Competitive intelligence is a culture, not a department

Most organizations aren’t fortunate enough to have a standalone team that is dedicated to competitive intelligence. But that doesn’t mean a company shouldn’t create an environment where decisions are made only after considering any competitive ramifications. And that’s true for executive, product, marketing, sales and customer success teams.

When I first joined Sprout, I was the go-to resource for nearly every team that needed competitive help. The product team wanted to know what our competitors’ killer features were. The sales team needed to know how to outmaneuver the competition. Marketing wanted to understand who our competitors considered to be their core audiences and how they spoke to them. Departments across Sprout had a voracious appetite for competitive intelligence.

It quickly became apparent that I wouldn’t be able to satisfy this hunger by myself.
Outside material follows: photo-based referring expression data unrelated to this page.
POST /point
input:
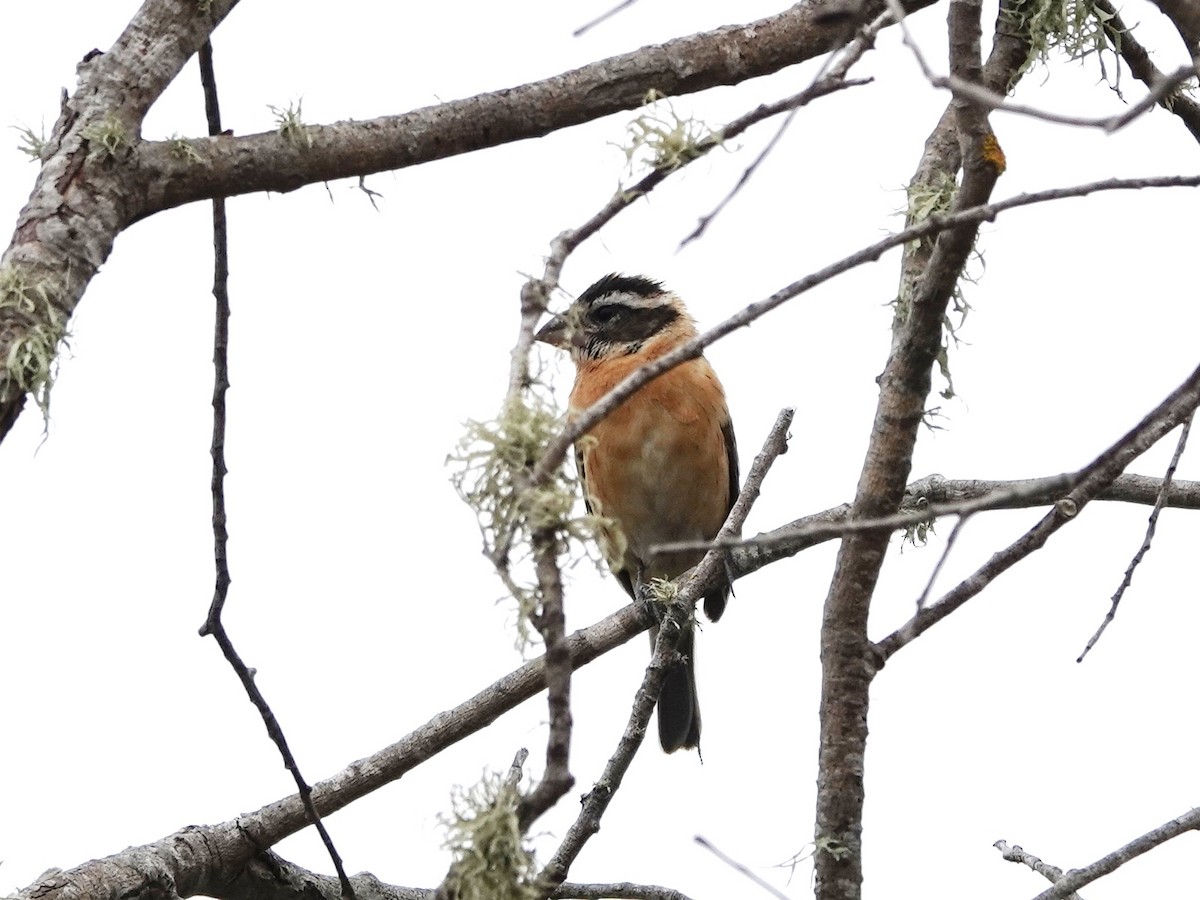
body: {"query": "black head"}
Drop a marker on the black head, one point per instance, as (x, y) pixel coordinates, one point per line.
(615, 317)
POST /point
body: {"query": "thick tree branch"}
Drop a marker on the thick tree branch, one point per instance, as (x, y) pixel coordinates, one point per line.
(87, 195)
(685, 65)
(1151, 527)
(847, 657)
(82, 198)
(585, 421)
(1090, 481)
(934, 497)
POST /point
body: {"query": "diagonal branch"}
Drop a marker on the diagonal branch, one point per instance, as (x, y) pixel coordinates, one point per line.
(1090, 481)
(701, 579)
(933, 226)
(684, 65)
(1151, 527)
(79, 202)
(83, 198)
(1075, 879)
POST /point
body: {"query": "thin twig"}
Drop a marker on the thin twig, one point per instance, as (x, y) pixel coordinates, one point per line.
(989, 100)
(835, 76)
(587, 419)
(1003, 496)
(1017, 853)
(213, 624)
(701, 580)
(754, 553)
(603, 17)
(1151, 526)
(941, 562)
(1078, 879)
(551, 624)
(1090, 481)
(741, 868)
(1143, 67)
(617, 891)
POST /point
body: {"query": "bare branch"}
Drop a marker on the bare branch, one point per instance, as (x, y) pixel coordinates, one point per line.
(1077, 879)
(603, 17)
(79, 202)
(1161, 87)
(685, 65)
(82, 201)
(1145, 71)
(1090, 481)
(1146, 541)
(741, 868)
(837, 75)
(214, 624)
(702, 579)
(617, 891)
(947, 497)
(972, 215)
(1017, 853)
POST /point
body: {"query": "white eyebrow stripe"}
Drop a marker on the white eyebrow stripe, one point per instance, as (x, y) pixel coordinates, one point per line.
(634, 301)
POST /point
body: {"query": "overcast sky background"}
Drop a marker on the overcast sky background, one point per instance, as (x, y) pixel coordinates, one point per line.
(361, 341)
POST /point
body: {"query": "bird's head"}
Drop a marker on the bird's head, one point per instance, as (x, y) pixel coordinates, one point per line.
(618, 316)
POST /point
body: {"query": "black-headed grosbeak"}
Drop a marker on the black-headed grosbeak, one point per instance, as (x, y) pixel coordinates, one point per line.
(663, 466)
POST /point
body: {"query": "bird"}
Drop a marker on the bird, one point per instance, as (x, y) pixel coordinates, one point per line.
(663, 467)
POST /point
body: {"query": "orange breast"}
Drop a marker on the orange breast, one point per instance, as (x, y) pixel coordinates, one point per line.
(658, 465)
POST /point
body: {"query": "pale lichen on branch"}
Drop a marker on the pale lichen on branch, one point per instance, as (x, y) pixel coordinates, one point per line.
(35, 328)
(492, 859)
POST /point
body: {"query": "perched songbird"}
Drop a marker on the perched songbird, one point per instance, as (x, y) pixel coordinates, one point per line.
(663, 466)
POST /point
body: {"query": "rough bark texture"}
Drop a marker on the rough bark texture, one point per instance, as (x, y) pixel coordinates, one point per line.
(847, 658)
(87, 192)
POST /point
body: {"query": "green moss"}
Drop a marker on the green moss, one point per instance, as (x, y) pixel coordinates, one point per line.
(491, 858)
(289, 124)
(490, 469)
(34, 327)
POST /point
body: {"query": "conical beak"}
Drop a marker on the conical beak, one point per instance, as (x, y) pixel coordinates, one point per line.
(553, 333)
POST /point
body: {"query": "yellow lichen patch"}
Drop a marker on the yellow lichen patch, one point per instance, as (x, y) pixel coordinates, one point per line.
(994, 154)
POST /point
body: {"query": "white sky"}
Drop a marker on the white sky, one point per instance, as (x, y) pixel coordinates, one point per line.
(361, 341)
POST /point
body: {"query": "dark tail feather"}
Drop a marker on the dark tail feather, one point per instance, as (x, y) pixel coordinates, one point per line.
(678, 705)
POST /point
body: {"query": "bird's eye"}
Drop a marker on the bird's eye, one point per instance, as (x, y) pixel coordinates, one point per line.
(604, 315)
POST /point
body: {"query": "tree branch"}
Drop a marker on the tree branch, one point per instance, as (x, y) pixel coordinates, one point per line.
(83, 198)
(1151, 527)
(708, 573)
(1090, 481)
(685, 65)
(1077, 879)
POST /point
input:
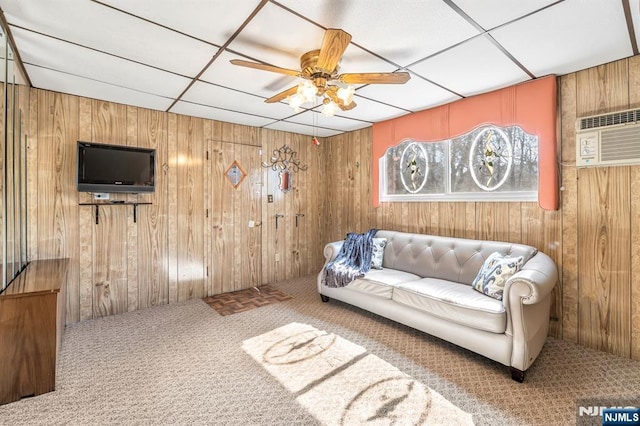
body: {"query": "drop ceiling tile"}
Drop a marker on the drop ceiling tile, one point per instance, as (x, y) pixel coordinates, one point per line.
(66, 83)
(218, 114)
(491, 13)
(371, 111)
(267, 84)
(277, 37)
(415, 95)
(100, 27)
(473, 67)
(36, 49)
(316, 119)
(402, 32)
(220, 97)
(286, 126)
(212, 20)
(568, 37)
(257, 82)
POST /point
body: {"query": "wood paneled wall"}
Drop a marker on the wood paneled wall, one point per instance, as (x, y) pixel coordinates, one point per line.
(594, 238)
(194, 239)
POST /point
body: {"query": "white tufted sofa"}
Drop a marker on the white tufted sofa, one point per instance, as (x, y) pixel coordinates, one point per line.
(426, 281)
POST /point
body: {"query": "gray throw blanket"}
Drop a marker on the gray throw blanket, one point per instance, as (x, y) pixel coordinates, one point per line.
(353, 260)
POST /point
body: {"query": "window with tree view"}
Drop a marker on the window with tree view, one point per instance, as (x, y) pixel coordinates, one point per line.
(490, 163)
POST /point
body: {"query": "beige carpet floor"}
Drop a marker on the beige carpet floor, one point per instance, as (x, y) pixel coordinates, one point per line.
(184, 364)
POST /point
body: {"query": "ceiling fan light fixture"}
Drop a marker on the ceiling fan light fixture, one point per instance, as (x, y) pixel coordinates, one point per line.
(295, 102)
(346, 94)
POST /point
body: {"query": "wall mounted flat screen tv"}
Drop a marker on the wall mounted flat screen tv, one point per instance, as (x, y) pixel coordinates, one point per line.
(115, 168)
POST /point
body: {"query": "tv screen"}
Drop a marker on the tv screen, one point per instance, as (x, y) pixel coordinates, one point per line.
(115, 168)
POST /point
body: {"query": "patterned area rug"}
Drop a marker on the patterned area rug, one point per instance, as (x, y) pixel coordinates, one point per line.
(340, 383)
(245, 300)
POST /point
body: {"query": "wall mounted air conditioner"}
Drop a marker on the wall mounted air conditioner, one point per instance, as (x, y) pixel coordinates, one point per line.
(609, 139)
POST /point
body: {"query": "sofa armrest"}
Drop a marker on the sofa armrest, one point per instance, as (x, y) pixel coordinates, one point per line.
(534, 281)
(527, 301)
(331, 251)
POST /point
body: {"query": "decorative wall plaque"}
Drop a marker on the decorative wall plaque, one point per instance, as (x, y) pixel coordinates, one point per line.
(235, 174)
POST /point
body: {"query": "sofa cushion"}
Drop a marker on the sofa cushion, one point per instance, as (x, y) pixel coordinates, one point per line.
(456, 302)
(380, 282)
(378, 252)
(446, 258)
(495, 272)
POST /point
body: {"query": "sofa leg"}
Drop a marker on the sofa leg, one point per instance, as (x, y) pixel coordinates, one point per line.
(517, 375)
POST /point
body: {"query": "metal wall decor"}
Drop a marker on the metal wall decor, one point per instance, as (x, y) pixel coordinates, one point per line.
(235, 174)
(285, 161)
(285, 158)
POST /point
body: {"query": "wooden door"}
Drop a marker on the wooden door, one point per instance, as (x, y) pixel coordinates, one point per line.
(235, 217)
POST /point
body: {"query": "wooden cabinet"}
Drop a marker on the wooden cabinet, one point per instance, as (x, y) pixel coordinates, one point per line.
(32, 320)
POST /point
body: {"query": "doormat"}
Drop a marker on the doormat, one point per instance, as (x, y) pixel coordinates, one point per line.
(341, 383)
(245, 300)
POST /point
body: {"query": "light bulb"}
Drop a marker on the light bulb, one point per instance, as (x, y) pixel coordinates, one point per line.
(308, 91)
(346, 94)
(329, 109)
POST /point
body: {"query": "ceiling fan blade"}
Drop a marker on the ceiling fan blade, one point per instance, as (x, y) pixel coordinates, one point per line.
(264, 67)
(375, 78)
(282, 95)
(334, 44)
(332, 93)
(344, 107)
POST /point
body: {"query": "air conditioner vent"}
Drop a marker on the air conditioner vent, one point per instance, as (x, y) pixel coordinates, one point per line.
(613, 119)
(620, 144)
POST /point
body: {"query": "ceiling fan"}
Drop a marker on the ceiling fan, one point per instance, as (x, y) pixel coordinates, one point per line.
(319, 71)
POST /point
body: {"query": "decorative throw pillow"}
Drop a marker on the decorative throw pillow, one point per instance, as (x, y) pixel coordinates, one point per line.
(378, 252)
(495, 272)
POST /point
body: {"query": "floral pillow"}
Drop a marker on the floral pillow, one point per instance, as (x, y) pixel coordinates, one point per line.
(495, 272)
(378, 252)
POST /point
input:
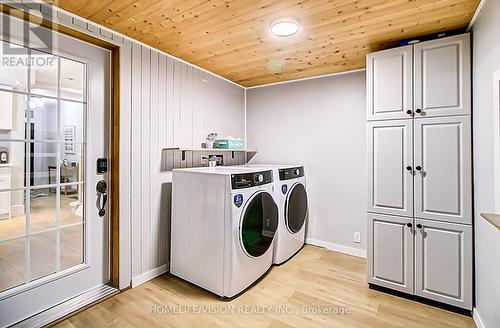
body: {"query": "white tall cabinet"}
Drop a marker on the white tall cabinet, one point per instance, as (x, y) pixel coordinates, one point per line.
(419, 161)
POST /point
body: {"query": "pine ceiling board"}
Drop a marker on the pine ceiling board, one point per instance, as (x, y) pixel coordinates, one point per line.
(357, 39)
(231, 37)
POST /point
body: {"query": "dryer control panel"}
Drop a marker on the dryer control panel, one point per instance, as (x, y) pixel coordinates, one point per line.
(291, 173)
(249, 180)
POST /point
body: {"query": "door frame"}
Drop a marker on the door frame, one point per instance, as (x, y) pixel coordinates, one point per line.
(114, 136)
(496, 140)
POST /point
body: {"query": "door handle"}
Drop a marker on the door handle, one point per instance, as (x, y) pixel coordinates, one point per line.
(102, 197)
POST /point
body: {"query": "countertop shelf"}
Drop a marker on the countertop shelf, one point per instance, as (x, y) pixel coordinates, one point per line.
(211, 149)
(494, 219)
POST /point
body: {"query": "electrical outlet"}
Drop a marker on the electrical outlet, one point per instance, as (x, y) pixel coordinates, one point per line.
(357, 237)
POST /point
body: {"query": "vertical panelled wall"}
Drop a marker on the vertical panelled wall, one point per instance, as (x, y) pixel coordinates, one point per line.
(173, 104)
(164, 102)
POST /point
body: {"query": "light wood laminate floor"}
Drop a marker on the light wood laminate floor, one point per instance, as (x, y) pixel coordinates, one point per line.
(315, 278)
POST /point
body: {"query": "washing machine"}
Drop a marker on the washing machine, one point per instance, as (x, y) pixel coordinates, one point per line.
(224, 221)
(291, 196)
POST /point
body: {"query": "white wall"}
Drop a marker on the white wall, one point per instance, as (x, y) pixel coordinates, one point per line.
(319, 123)
(173, 104)
(164, 102)
(486, 60)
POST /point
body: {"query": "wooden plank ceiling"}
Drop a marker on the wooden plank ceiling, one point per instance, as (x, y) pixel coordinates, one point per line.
(231, 37)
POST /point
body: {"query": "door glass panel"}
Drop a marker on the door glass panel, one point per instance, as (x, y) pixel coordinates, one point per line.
(72, 77)
(43, 260)
(42, 144)
(296, 208)
(43, 170)
(259, 224)
(12, 172)
(43, 74)
(43, 120)
(72, 114)
(12, 263)
(13, 73)
(12, 218)
(71, 246)
(71, 204)
(43, 209)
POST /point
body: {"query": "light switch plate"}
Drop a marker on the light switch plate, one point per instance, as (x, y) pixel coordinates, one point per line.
(357, 237)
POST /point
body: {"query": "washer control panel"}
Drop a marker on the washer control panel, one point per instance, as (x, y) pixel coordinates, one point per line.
(291, 173)
(249, 180)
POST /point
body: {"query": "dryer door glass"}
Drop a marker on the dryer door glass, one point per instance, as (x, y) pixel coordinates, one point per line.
(296, 208)
(259, 224)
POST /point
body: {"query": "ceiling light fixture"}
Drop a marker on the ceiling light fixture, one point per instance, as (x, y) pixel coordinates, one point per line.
(284, 28)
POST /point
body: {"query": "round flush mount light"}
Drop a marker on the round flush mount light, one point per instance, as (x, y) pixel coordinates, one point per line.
(284, 28)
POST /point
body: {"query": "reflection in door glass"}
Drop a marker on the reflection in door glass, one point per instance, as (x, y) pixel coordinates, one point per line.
(43, 74)
(13, 263)
(72, 77)
(42, 157)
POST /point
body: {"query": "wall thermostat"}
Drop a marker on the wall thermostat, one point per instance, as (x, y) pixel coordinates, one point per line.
(102, 165)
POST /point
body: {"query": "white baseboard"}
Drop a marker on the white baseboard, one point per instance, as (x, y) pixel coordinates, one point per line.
(146, 276)
(337, 248)
(477, 318)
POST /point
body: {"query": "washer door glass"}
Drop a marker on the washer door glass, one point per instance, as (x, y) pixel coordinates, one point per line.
(296, 208)
(259, 224)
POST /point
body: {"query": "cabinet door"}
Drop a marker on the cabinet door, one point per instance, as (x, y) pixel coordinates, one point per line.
(443, 183)
(390, 252)
(442, 77)
(389, 155)
(443, 262)
(389, 84)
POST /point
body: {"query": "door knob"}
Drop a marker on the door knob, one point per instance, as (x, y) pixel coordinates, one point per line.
(102, 197)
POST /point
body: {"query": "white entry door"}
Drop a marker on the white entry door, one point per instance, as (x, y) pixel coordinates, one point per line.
(53, 244)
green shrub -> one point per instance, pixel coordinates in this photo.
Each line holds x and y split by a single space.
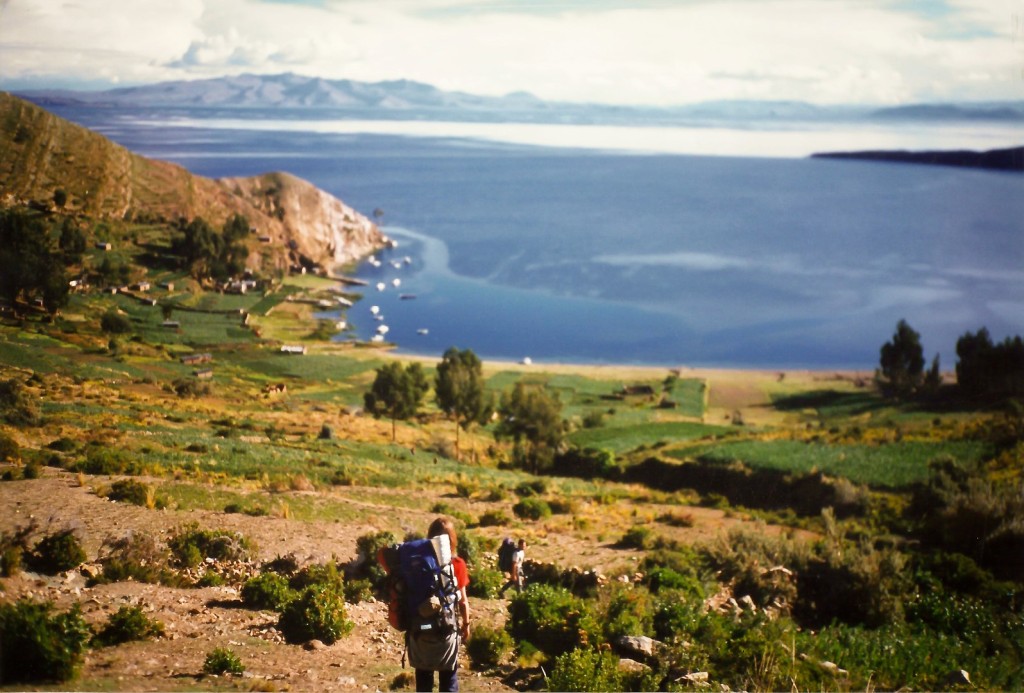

While I was encouraged that we clearly had a company culture that saw the value of competitive intelligence, I had to adjust my strategy and empower these teams to conduct some of it on their own reconnaissance.

A good competitive intelligence team doesn’t just deliver insights for others; the team helps others understand what they need to look for and how they can get it on their own.

Convincing your company that CI is important

This begs the question: how do you build a company culture that values competitive intelligence? Maybe you’re the market leader and you think there isn’t anything to learn from the competition. Or maybe you believe your product is the only one in the market that does what it does.

I can assure you that in both cases, you are wrong. Business across the world is more competitive now than it has ever been. According to Crayon’s 2020 State of Competitive Intelligence, 90% of businesses report that their industry has become more competitive in the last three years, and 48% say it has become much more competitive. Failure to keep tabs on today’s core competitors will cost you business in the short term. Not actively surveying potential challengers in the future could kill your business in the long term.

Start small and help departments understand how they can use competitive intelligence in their decision-making process. It is so easy to get bogged down in day-to-day work that teams often forget to take a step back and survey the bigger picture, which helps turn using CI from a behavior into a habit.

Successful businesses build a product or service that their customers love and that is differentiated from the rest of the market. They do this by understanding what works and what doesn’t with competitive products and taking that into consideration. In both your competitors’ successes and failures, there’s a lesson for your company.

I am not advocating for decisions to be made solely because of competitive updates. Reactionary moves like that are too often impulsive and focused on short term gains. But as your company determines its future strategic direction, what your competition is doing should be a critical input.

Putting competitive intelligence into action

When Sprout launched our Social Listening product in 2018, my team played a critical role in supporting other departments as we worked towards the finish line. Here’s a sample of what that looked like:

  • Product: We worked closely with the product managers to map out what features were nice-to-haves vs. must-haves. This was critical to understand what a minimum viable product represented. We also surveyed the market for greenspace that we could carve out as our own through a unique set of functionalities.
  • Sales: Our sales team was going to see a brand new set of competitors and needed to be prepared to talk about how our product was different. This meant we needed fresh competitive battle cards for sales to have on hand.
  • Marketing: We needed to understand what messaging resonated best with our target audience and how we could make that different from what others in the market were saying. This required a full messaging audit of the competitive landscape, so we were prepared to launch with a position and point-of-view that stood out among the noise.

At no point in this process was competitive intelligence calling the shots. We weren’t the ones building, selling or marketing the product. But we were an integral part of the process of bringing the product to market. In a world where only half of businesses use the intelligence they collect, I feel lucky to work at an organization that has a culture that values these inputs.

If you want to go far, go together

I’ve talked with others in this field about how to balance the need to drive competitive insights for other teams and giving them the autonomy to uncover them through their own efforts. I’m surprised by the number of folks that want to have total control over the outputs. This is an incredibly shortsighted approach. If you want to build a company culture that values competitive intelligence, you must empower everyone to get it when they need it, not when you can get it to them.

I was talking with one of our sales directors a few months ago, and he let me know that a manager on his team had led a competitive training session on how to beat one of our top competitors. At first I was frustrated because I wasn’t consulted. That’s my job after all. Was I doing a bad job? Did they not trust my work?

But it dawned on me that this was actually a positive. I’d led this individual through several training sessions, and now he felt comfortable enough to do one himself. The student had become the teacher and I had created another evangelist. The competitive culture is alive and well.